Una cata de vinos de la guerra mundial de principios de la década de 1940

El siguiente fue el Riscal Rioja ’43, oscuro y puro, fresco, equilibrado y aparentemente joven con una cualidad herbal y ahumada. Me pregunté si el cabernet sauvignon había sido parte de una mezcla con tempranillo, como ocurría a veces con los Riscal más viejos.

El ’43 Monfortino Barolo era maravilloso, sorprendentemente pálido, como un rosado oscuro, pero, con el tiempo en la copa, comenzó a oler a rosas secas y hierro, bellamente equilibrado con sabores persistentes y de tonos altos. El ’41 Vega Sicilia, un vino definitorio de Ribeira del Duero, era rico y completo, con sabores profundos y deliciosos a chocolate, espresso y humo.

Había sido un comienzo maravilloso. Ahora, entre el risotto y el plato siguiente, el filet mignon, comenzaba la pequeña procesión del tinto bordelés.
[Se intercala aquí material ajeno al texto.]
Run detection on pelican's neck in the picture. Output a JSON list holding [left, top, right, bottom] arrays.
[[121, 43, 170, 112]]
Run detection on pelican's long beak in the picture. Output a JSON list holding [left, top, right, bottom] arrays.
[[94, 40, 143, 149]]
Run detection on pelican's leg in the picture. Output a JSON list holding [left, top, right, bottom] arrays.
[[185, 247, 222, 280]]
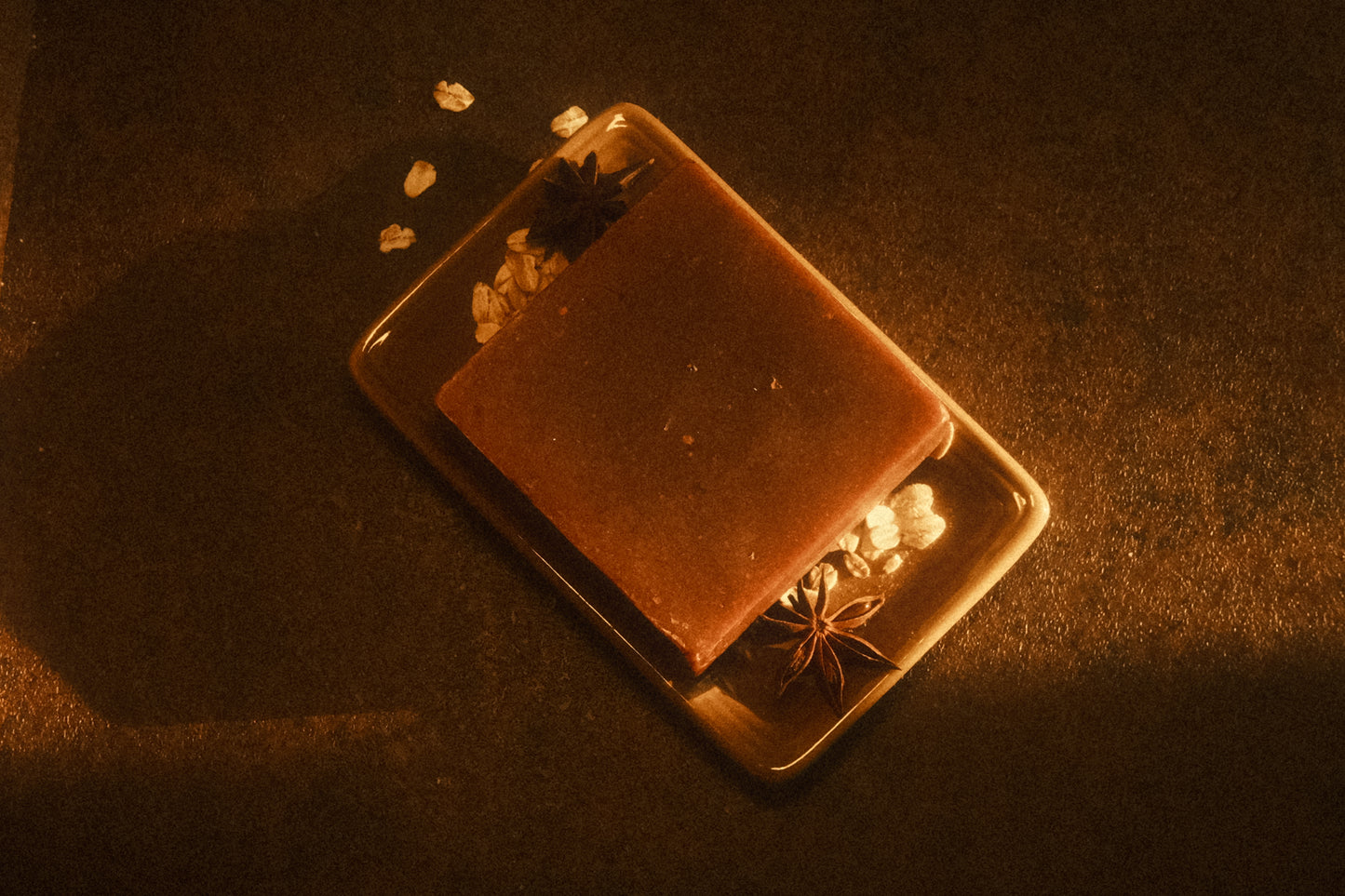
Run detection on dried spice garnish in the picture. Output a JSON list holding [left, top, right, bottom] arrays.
[[762, 573, 897, 715], [527, 152, 650, 261]]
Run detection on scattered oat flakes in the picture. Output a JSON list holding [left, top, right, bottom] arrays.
[[378, 224, 416, 251], [551, 106, 587, 139], [864, 504, 895, 531], [435, 81, 477, 112], [888, 483, 947, 550], [472, 283, 513, 344], [402, 162, 436, 199]]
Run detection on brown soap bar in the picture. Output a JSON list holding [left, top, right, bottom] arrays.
[[437, 162, 948, 674]]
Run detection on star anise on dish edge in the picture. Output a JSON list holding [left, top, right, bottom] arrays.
[[762, 569, 897, 715], [527, 152, 652, 261]]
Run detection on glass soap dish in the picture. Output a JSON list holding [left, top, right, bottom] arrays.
[[350, 103, 1049, 781]]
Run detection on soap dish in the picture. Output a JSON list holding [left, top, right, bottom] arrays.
[[350, 103, 1049, 782]]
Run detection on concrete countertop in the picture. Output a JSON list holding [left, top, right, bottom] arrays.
[[0, 0, 1345, 892]]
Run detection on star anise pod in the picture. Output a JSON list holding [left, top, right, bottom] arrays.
[[527, 152, 650, 261], [764, 574, 897, 715]]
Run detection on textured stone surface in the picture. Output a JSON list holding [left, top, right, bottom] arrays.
[[0, 0, 1345, 892]]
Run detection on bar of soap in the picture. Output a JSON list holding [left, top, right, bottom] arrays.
[[437, 160, 948, 674]]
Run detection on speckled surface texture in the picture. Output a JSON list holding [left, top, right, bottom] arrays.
[[0, 0, 1345, 892]]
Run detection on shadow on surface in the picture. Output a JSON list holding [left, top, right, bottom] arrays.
[[0, 136, 525, 722]]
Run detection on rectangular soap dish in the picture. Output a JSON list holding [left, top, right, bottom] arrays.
[[350, 103, 1049, 782]]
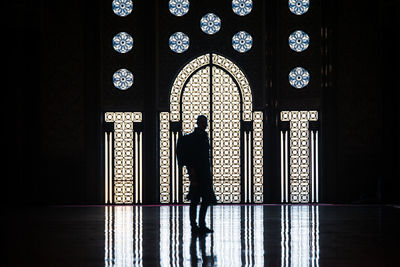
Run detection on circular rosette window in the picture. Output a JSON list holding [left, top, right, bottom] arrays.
[[232, 31, 253, 53], [168, 0, 189, 17], [289, 0, 310, 15], [289, 67, 310, 89], [289, 31, 310, 52], [200, 13, 221, 34], [232, 0, 253, 16], [113, 69, 133, 90], [169, 32, 189, 53], [113, 32, 133, 54], [112, 0, 133, 17]]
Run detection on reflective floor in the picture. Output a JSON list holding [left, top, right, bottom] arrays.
[[5, 205, 400, 266]]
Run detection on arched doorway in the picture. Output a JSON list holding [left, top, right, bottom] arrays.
[[160, 54, 263, 203]]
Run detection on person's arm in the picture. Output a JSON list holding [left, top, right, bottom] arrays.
[[187, 166, 198, 186]]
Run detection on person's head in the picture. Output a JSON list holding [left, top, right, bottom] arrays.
[[196, 115, 207, 131]]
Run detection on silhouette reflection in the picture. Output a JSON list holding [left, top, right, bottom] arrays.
[[281, 205, 319, 267], [160, 206, 264, 266], [104, 205, 319, 267], [104, 206, 143, 266]]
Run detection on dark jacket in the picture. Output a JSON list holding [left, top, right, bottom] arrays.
[[177, 128, 216, 204]]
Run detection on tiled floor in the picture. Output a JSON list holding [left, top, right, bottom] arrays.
[[5, 205, 400, 266]]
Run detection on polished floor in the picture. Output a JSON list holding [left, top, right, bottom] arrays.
[[2, 205, 400, 267]]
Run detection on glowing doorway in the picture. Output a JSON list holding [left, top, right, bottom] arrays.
[[160, 54, 263, 203]]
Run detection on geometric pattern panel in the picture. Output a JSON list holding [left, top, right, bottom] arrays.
[[160, 112, 171, 203], [182, 67, 210, 201], [281, 111, 318, 203], [253, 111, 264, 203], [170, 54, 210, 121], [212, 54, 253, 121], [105, 112, 142, 204], [212, 66, 241, 203]]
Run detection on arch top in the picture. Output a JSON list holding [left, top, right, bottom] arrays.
[[170, 54, 253, 121]]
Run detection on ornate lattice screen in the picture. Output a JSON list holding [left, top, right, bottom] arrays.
[[160, 54, 263, 203], [281, 111, 318, 203], [104, 112, 143, 204]]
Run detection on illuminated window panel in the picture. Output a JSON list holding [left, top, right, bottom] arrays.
[[253, 111, 264, 203], [160, 112, 171, 203], [164, 54, 263, 203], [281, 111, 318, 203], [182, 67, 210, 202], [168, 0, 190, 17], [212, 54, 253, 121], [170, 54, 210, 121], [105, 112, 142, 204], [112, 0, 133, 17], [212, 67, 241, 203]]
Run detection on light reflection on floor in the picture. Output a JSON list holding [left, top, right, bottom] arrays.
[[281, 205, 319, 267], [104, 205, 319, 267]]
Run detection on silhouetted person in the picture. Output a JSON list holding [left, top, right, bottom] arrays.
[[177, 115, 217, 234]]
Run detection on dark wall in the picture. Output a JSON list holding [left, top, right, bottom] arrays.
[[325, 1, 399, 203], [2, 0, 400, 204]]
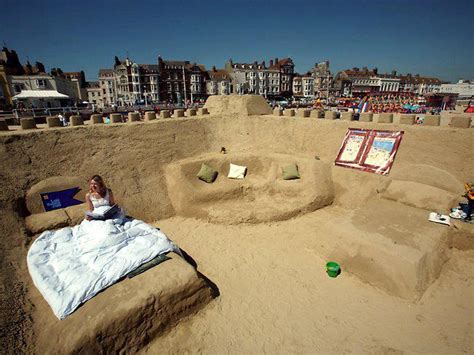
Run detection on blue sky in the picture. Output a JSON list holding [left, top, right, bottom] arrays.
[[0, 0, 474, 81]]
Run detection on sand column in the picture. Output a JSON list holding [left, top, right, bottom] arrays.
[[359, 112, 374, 122], [145, 111, 156, 121], [46, 116, 63, 127], [400, 114, 415, 125], [110, 113, 123, 123], [0, 120, 9, 131], [341, 112, 354, 121], [20, 117, 36, 129], [324, 111, 337, 120], [91, 114, 104, 124], [298, 109, 310, 117], [69, 116, 84, 126]]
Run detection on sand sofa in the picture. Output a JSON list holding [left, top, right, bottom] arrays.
[[165, 153, 334, 224]]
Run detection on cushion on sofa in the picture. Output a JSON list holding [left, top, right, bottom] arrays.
[[227, 163, 247, 179], [197, 163, 217, 183], [281, 164, 300, 180]]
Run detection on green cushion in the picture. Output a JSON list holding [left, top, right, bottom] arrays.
[[197, 163, 217, 183], [281, 164, 300, 180]]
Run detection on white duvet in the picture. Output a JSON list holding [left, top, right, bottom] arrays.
[[27, 207, 179, 319]]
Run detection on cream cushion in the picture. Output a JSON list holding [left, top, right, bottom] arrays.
[[227, 163, 247, 179]]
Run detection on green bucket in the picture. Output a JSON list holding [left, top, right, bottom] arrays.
[[326, 261, 341, 277]]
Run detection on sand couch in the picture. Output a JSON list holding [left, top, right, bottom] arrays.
[[165, 153, 334, 224], [327, 164, 464, 299]]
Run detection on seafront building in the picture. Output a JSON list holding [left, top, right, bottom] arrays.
[[0, 47, 466, 109]]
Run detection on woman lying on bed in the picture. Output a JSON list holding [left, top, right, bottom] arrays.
[[86, 175, 121, 221]]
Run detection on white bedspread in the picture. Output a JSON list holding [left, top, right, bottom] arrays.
[[27, 210, 179, 319]]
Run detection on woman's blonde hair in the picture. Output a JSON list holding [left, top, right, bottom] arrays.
[[89, 175, 107, 195]]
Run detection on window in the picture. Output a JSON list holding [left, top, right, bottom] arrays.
[[36, 79, 47, 88]]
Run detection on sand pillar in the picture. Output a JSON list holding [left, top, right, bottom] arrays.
[[324, 111, 337, 120], [273, 107, 283, 116], [91, 114, 104, 124], [309, 110, 324, 118], [173, 109, 184, 118], [145, 111, 156, 121], [20, 117, 36, 129], [377, 113, 393, 123], [283, 108, 295, 117], [400, 114, 416, 124], [297, 109, 309, 117], [128, 112, 140, 122], [341, 112, 354, 121], [359, 112, 374, 122], [46, 116, 63, 127], [0, 120, 9, 131], [69, 116, 84, 126], [198, 107, 209, 115], [110, 113, 123, 123], [422, 115, 441, 126], [449, 116, 471, 128]]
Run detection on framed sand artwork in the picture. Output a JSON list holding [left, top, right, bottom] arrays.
[[335, 128, 403, 175]]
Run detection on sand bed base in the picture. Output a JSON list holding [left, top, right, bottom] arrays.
[[31, 254, 213, 353]]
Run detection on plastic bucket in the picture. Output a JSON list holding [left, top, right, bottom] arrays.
[[326, 261, 341, 277]]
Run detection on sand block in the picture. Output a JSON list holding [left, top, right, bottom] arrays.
[[297, 109, 310, 117], [283, 108, 295, 117], [25, 209, 69, 234], [198, 107, 209, 116], [173, 109, 184, 118], [31, 253, 214, 354], [324, 111, 337, 120], [69, 116, 84, 126], [145, 111, 156, 121], [110, 113, 123, 123], [46, 116, 63, 127], [0, 119, 9, 131], [449, 116, 471, 128], [165, 153, 334, 224], [382, 180, 459, 211], [91, 114, 104, 124], [359, 112, 374, 122], [400, 114, 416, 125], [309, 110, 324, 118], [204, 95, 272, 116], [328, 199, 450, 300], [341, 112, 354, 121], [422, 115, 441, 126], [25, 176, 88, 214], [377, 113, 393, 123], [128, 112, 140, 122], [20, 117, 36, 129]]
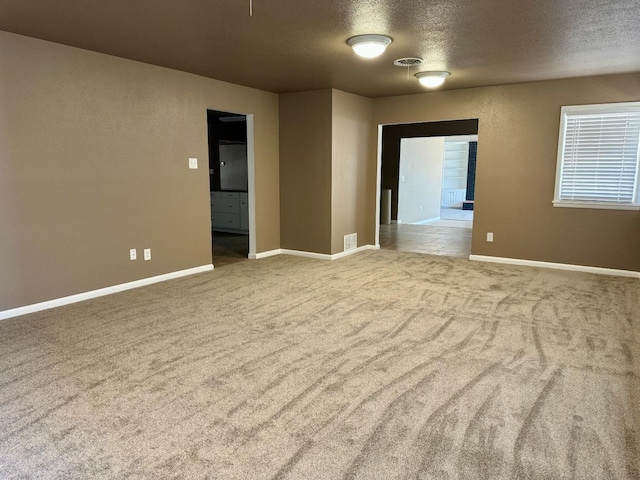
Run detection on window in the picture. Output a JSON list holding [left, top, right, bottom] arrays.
[[553, 102, 640, 210]]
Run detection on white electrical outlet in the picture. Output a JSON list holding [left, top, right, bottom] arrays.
[[344, 233, 358, 252]]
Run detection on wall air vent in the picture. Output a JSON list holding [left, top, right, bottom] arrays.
[[393, 57, 424, 67]]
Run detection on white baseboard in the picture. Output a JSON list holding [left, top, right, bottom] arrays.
[[469, 255, 640, 279], [249, 245, 380, 260], [0, 265, 213, 320], [249, 248, 282, 260]]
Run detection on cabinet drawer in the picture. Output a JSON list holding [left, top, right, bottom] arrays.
[[211, 213, 240, 229], [211, 198, 240, 214], [219, 192, 240, 198]]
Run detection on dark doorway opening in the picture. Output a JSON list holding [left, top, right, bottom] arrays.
[[207, 110, 249, 267]]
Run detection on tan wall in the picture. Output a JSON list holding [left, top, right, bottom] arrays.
[[0, 32, 280, 310], [331, 90, 376, 254], [280, 89, 331, 254], [371, 74, 640, 271]]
Cada botella era de un curioso color azul verdoso, aparentemente como resultado de las restricciones de la guerra en la fabricación de vidrio que prohibían el uso de ciertos elementos que habrían proporcionado el color más típico de verde oscuro.

Primero vino el ’42 Lynch-Bages, un excelente productor de Pauillac, agradable y bebible pero sin forma ni definición. Por sí solo, su supervivencia podría haber parecido un milagro, pero en compañía de las otras botellas palideció. Le siguió el Cheval Blanc ’42, un St.-Émilion de uno de los grandes productores de Burdeos. Era rico, lleno y animado, con sabrosos sabores de orégano y comino.

Luego el ’43 Gruaud-Larose, un St.-Julien, con sabores picantes y suaves y un toque de grafito lápiz que se encuentra a menudo en los vinos del Médoc. Y por último, el Petrus en su botella azul pálido. Era rico, profundo y fresco, con sabores que parecían a punto de evolucionar del chocolate al tabaco, un vino hermoso.

Aun así, con tantas botellas fascinantes, era difícil concentrarse en una a expensas de las demás. Y con la historia involucrada, toda la experiencia fue transportadora y un poco abrumadora.

Un coleccionista, James K. Finkel, habló calurosamente de su padre, quien había desembarcado en Normandía en la tercera ola del Día D. Newlin recordó a sus abuelos, que eran franceses y sufrieron la ocupación.